AS MANY BUSINESS owners have discovered, just having a website is no guarantee of success. Nowadays if you want your target audience to try your products or services, your website design needs to be easy to use.


If your website is too complicated to navigate, if the content is too difficult to understand, or the design is confusing, or it takes too long to load, people will leave without taking any of the actions you want them to take. That means they won’t sign up to join your email list, call your office, or order your products and you will lose business.

All the time and money you’ve invested in getting them to your website in the first place will be wasted.

Research conducted by HubSpot reveals that when people were asked about the key factor in a website, over 75% of them said they ranked ‘ease of finding the information’ at the top.

Usability experts recommend a website be useful, memorable, effective, efficient, desirable and delightful.

When visitors look at any page on your website, it should be self-evident, obvious and self-explanatory. They should be able to understand what it’s about and how to use the page without effort or thought.

You can make your website user-friendly by following web design conventions because that’s what most visitors are accustomed to seeing on websites. For example, use the same names for pages that other websites do such as Home, About Us, FAQs, Testimonials, etc.
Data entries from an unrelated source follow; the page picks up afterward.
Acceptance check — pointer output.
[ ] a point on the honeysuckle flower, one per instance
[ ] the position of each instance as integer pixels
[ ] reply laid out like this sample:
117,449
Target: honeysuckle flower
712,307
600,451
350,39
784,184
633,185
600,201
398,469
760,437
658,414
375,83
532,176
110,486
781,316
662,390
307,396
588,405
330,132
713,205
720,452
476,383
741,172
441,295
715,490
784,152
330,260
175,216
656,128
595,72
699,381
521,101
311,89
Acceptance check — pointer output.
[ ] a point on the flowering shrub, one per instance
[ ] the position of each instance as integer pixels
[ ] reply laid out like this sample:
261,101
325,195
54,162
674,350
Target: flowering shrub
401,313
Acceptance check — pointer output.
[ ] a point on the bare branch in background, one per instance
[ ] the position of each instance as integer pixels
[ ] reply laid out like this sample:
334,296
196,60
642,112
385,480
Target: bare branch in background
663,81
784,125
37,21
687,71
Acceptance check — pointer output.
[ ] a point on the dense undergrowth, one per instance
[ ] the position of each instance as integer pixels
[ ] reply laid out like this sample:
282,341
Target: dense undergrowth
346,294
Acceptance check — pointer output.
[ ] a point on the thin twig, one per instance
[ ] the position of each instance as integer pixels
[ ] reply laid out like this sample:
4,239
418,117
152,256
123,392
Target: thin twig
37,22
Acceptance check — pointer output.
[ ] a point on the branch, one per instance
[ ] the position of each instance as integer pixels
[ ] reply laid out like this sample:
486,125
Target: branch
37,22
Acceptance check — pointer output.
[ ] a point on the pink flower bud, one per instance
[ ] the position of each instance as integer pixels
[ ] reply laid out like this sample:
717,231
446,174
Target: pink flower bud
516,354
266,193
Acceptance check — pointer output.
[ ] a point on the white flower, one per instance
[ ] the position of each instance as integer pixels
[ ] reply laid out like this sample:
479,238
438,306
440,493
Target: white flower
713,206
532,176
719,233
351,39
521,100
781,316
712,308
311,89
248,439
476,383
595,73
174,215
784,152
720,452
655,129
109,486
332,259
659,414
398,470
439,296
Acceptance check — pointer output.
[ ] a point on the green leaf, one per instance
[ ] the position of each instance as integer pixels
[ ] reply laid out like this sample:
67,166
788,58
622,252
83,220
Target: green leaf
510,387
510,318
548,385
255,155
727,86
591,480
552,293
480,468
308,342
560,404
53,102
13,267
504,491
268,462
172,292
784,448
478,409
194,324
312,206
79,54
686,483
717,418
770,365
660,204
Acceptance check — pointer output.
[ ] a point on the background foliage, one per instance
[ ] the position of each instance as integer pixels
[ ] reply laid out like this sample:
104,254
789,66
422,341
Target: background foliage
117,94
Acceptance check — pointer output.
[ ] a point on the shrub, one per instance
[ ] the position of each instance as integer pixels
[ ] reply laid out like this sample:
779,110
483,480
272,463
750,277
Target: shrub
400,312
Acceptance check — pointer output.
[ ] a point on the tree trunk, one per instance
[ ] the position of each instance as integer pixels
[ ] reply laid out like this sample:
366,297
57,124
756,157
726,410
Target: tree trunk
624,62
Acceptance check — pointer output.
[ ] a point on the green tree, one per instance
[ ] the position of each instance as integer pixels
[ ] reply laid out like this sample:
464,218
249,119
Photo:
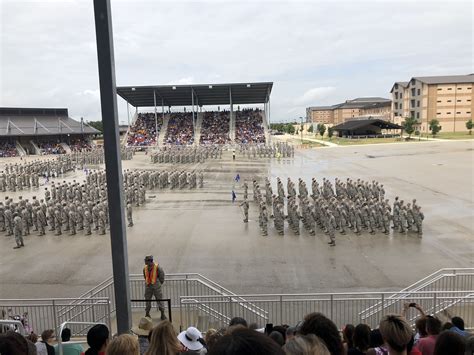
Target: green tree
321,129
469,125
330,132
409,126
97,125
434,127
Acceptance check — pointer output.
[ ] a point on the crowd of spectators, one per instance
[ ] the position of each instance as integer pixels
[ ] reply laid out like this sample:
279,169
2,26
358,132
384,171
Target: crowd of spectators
249,126
314,335
180,129
215,128
143,132
79,144
7,149
48,147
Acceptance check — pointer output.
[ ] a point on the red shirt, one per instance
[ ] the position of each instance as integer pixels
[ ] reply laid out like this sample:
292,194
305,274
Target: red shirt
426,345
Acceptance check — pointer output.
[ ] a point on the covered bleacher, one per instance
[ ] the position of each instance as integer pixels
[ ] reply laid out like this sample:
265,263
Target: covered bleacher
367,128
41,131
221,126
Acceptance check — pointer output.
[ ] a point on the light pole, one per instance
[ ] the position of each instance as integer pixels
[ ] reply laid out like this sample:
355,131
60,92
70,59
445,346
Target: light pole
301,129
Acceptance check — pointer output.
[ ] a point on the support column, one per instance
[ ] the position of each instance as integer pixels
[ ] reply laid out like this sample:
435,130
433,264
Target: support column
156,119
113,164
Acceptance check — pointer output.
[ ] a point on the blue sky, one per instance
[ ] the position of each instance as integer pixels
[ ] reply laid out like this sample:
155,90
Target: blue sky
315,52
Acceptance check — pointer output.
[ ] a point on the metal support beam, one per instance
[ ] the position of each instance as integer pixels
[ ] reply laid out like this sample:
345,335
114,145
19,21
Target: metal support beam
113,164
156,119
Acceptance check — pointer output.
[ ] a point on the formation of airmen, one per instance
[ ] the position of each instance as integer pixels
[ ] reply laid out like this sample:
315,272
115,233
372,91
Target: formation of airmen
186,154
275,150
355,205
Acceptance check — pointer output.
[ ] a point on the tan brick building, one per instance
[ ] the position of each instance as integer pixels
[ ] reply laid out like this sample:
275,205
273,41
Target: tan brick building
449,99
364,106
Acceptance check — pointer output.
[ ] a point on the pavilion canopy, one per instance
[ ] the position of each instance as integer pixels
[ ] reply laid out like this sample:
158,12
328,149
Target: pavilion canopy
200,95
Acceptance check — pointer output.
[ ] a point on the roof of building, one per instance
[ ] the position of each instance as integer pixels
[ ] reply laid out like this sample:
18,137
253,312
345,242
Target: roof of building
204,94
447,79
358,123
15,121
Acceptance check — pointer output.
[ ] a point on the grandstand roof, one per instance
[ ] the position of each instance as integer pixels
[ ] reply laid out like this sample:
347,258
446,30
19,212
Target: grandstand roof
16,121
357,124
205,94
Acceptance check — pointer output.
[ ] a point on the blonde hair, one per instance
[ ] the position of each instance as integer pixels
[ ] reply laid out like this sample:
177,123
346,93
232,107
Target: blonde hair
306,345
163,340
124,344
396,332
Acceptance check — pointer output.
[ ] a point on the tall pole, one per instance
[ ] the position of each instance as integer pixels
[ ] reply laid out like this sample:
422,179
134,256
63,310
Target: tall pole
156,119
113,164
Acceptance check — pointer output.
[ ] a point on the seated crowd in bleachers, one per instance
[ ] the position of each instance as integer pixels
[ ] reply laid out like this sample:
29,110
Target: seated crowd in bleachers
143,132
7,149
316,334
180,129
79,144
48,147
215,128
249,126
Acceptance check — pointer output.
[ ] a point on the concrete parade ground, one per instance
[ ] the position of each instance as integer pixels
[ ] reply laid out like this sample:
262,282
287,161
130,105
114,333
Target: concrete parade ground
201,230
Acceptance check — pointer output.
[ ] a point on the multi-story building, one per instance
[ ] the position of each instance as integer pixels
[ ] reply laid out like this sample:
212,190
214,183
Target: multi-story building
449,99
364,106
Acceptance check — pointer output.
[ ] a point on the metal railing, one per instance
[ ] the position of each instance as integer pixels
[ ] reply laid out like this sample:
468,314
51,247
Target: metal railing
49,313
342,308
458,279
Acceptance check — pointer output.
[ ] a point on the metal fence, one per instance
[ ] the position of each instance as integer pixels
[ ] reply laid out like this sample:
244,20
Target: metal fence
45,314
342,308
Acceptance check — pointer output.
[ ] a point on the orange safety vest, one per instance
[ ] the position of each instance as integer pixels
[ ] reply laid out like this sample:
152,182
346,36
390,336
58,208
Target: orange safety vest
150,278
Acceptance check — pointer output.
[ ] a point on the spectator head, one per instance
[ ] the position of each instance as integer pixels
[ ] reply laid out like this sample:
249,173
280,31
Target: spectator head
347,334
420,326
246,341
449,343
361,337
211,338
376,339
447,326
163,340
277,337
290,333
124,344
396,332
458,322
238,320
191,338
433,325
323,327
12,343
47,335
66,334
97,339
306,345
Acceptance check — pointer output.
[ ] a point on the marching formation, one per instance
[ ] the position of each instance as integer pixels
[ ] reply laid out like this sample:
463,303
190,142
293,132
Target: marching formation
354,205
186,155
73,206
275,150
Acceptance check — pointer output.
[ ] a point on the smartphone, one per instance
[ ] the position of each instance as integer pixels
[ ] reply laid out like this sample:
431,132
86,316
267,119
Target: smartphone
268,328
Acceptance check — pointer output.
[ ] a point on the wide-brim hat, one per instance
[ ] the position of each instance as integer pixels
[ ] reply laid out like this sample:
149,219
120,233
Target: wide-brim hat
189,338
145,326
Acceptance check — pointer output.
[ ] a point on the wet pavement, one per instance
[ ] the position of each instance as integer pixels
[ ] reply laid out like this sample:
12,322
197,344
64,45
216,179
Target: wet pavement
202,231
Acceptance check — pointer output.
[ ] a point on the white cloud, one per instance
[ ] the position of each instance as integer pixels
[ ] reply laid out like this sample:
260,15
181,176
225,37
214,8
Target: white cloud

Every web page should have a clear visual hierarchy. The appearance of the things on the page (the visual cues such as heading sizes) should make it immediately obvious which things are most important, which things are similar and which things are part of other things.

According to web usability expert Steve Krug, pages with a clear visual hierarchy have three traits:

  1. The more important something is, the more prominent it is. So, the most essential elements are either larger, bolder, higher up the page or have a distinctive colour.
  2. Things that are related logically are related visually. You can show that certain things are similar by grouping them under a heading, displaying them in the same visual style or placing them in a clearly defined area.
  3. Things are ‘nested’ visually to show what’s part of what. For instance, a site section ‘Women’s Clothing’ would appear above categories of women’s clothing (evening wear, dress, tops, etc.).
    Break pages up into clearly defined areas. Dividing the page into clearly defined areas to allow users to decide quickly which areas of the page to focus on and which areas they can safely ignore.

Another way you can make your website user-friendly is to make it clear what is clickable (or tappable for touch screens).

Your visitors will be looking for visual clues that show what things are clickable or tappable, including:

  • Shape (buttons, tabs, etc.)
  • Location (in a menu bar, for instance)
  • Formatting (colour and underlining).

You should also get rid of distractions on every page of your website.

To fix the problem, begin with the assumption that everything on the page is distracting and then get rid of anything that’s not contributing to the purpose of the page.

Optimise your website for mobile users

Your website should be optimised for mobile users for several reasons:

  • Mobile users tend to act far more often and more quickly than regular internet users do.
  • More than half of consumers want to make a purchase within one hour of conducting research on their smartphone, according to Google/Nielsen.
  • Local marketing service Localvox says 87% of people who search for a local business call or go to that business’s location within 24 hours.
  • 80% of smartphone users use mobile phones for shopping research.
  • And 93% of people who use mobile to research go on to complete a purchase (most happen in physical stores), according to Google/Nielsen.
  • More Google searches take place on mobile devices than on computers.
  • Research has shown that 61% of mobile visitors who go through a bad mobile browsing experience simply move on to a competitor’s website.

You’ll lose visibility on Google if your website isn’t mobile-friendly.

You’ll also lose many potential customers. The pages should be clean, simple, and very easy to navigate. The speed of loading is critical to a mobile user so don’t use too many images on your pages.

Get rid of anything that isn’t directly related to what users want or need. You should cut content down to reduce the word count and defer secondary information to secondary pages.

Where users have to type in information, make sure they’ve got enough space to do it easily.

If you offer a separate mobile website, make sure to offer a clear link to the full website (and call it ‘desktop’ rather ‘full site’ to make it completely clear what you mean).